Fin de deuxième semaine : Les tensions prennent spontanément la forme de menaces aggressives, ou de violence spontanée à l'égard de l'autre groupe et de ses membres. Les hypothèses sur l'autre groupe et sur ce qui lie au sein de leur propre groupe sont devenus des éléments tangibles dont l'importance est à défendre. Plusieurs individus décrivent leur groupe comme leur famille, en accentuant le caractère inaltérable du lien qui les unit. Ils décrivent également leur besoin d'approbation au sein du groupe.
Fin de la troisième semaine : Les problèmes relationnels au sein des groupes sont vécus comme des problèmes d'ajustement aux normes du groupe. Les participants substituent presque systématiquement le "nous" au "je" lorsqu'ils doivent parler des conflits auxquels ils prennent part. Les deux groupes ne fréquentent plus la cantine en même temps, cette répartition est expliquée par les groupes par des questions d'habitudes et de préférences personnelles. Des sous-groupes émergent au sein des groupes, et réunissent notamment des personnes exprimant leur souhait de s'émanciper du groupe. Certains de ces mouvements amènent des restructurations, des badges sont modifiés, de nouvelles lettres et sigles sont créés.
Fin de la quatrième semaine : Des couples se sont formés au sein des groupes, et le dernier soir les participants confient leurs craintes de retourner chez eux. Certains expliquent vouloir rester en contact. Les deux groupes ont troqué le conflit ouvert contre une forme d'adversité et d'imperméabilité. Interrogés, les participants tiennent désormais un discours similaire sur la nature de l'autre groupe (et des autres groupes alternatifs) décrivant ce que ses membres ont de différent, de rédhibitoire, et ce qui l'engage à ne pas les fréquenter. Les individus ayant formés des groupes alternatifs permettent aux membres du groupe A et B de trouver des points d'entente. La dernière semaine a montré que ces groupes alternatifs étaient les moins bien considérés du foyer.
Six mois plus tard : Revenu à ses préoccupations ordinaires et ses liens familiaux, professionnels, conjugaux et amicaux, chaque individu décrit l'aventure comme "unique" et décrit "son" expérience en minimisant le rôle qu'ont joué les autres participants. Ses choix individuels sont mis en avant et sont mis en relief sa prise de recul sur chaque évènement ayant émaillé son quotidien. Les relations intenses, et parfois intimes, ayant eu lieu durant leur séjour sont pour la plupart réduites à une forme de divertissement, voire entièrement tues. Les rares individus ayant poursuivi ces relations se disent "déçue" de ce retour à la réalité, et cherchent à renouer en vain avec certains participants. Deux participants ont tenté de mettre fin à leurs jours quelques mois après la fin de l'expérience.

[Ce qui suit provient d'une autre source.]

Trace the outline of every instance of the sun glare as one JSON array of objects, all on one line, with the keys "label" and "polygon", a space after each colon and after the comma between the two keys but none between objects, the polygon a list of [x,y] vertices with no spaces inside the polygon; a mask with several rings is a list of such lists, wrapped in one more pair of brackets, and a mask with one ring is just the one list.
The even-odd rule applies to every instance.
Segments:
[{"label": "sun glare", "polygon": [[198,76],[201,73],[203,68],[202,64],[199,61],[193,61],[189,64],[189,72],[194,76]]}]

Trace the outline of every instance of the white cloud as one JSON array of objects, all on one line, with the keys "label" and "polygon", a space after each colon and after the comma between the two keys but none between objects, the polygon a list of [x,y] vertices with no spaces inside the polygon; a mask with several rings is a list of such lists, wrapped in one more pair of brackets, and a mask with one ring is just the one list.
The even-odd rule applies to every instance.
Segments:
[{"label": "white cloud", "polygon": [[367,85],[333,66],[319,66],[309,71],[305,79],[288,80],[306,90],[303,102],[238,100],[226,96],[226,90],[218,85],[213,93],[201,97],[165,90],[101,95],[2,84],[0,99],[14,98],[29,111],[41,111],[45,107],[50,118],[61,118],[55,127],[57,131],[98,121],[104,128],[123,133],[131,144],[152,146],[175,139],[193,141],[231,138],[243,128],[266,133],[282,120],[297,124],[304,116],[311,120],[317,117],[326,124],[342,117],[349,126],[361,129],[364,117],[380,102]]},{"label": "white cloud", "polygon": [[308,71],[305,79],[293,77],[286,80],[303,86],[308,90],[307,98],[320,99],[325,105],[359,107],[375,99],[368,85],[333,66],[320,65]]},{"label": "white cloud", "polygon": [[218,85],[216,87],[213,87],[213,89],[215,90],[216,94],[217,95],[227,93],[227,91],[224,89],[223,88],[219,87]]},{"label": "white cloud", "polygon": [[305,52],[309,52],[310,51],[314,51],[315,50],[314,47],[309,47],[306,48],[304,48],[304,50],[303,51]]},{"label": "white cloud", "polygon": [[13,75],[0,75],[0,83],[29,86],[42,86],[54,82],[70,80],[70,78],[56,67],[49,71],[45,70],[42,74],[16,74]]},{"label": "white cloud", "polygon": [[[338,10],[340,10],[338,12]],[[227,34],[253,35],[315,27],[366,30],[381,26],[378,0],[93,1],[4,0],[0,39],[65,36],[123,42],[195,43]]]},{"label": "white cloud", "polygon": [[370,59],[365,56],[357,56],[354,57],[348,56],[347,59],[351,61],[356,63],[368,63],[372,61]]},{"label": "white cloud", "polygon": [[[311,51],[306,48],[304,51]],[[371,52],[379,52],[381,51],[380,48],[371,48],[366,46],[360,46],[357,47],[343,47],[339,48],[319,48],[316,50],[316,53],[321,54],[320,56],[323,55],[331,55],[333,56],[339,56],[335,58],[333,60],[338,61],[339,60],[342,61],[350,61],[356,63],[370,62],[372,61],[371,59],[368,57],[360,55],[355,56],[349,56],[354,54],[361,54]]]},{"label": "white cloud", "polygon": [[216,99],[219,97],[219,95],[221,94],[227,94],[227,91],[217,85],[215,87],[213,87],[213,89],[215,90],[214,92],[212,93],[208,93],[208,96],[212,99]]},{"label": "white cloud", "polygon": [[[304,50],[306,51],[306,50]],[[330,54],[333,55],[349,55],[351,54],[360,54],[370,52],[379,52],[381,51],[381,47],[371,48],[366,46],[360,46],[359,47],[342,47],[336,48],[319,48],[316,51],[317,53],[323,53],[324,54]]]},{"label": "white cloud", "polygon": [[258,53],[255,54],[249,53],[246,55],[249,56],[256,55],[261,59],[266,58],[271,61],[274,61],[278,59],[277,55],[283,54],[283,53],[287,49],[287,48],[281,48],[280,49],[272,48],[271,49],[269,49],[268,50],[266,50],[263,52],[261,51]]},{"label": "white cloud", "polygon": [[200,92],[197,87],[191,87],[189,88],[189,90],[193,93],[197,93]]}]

Comment expliquer qu'en un temps si court des personnes ne se connaissant pas puisse se convaincre d'avoir intérêt à se rapprocher de telles personnes plutôt que telles autres ?
La réponse avancée est qu'il n'existe à proprement parler aucun critère ayant d'importance. Ce qui nous convainc est le résultat d'un mécanisme primaire : le besoin de protection. Et pour cela, nous sommes prêts à tout, y compris formuler à l'égard d'autrui des reproches imaginaires, parce que l'intuition nous murmure que ça pourrait être bien vu par le groupe et donc nous permettre d'y faire notre place, et de nous mettre à l'abri.
Car, oui, loin, derrière des centaines de milliers d'année d'évolution, des dizaines de milliers encore de culture, de progrès et d'élaborations juridiques, nous restons intimement persuadés qu'un individu seul, celui que nous sommes, que nous restons au fond, comme le grain de sable sans le désert, n'existe pas sans la multitude.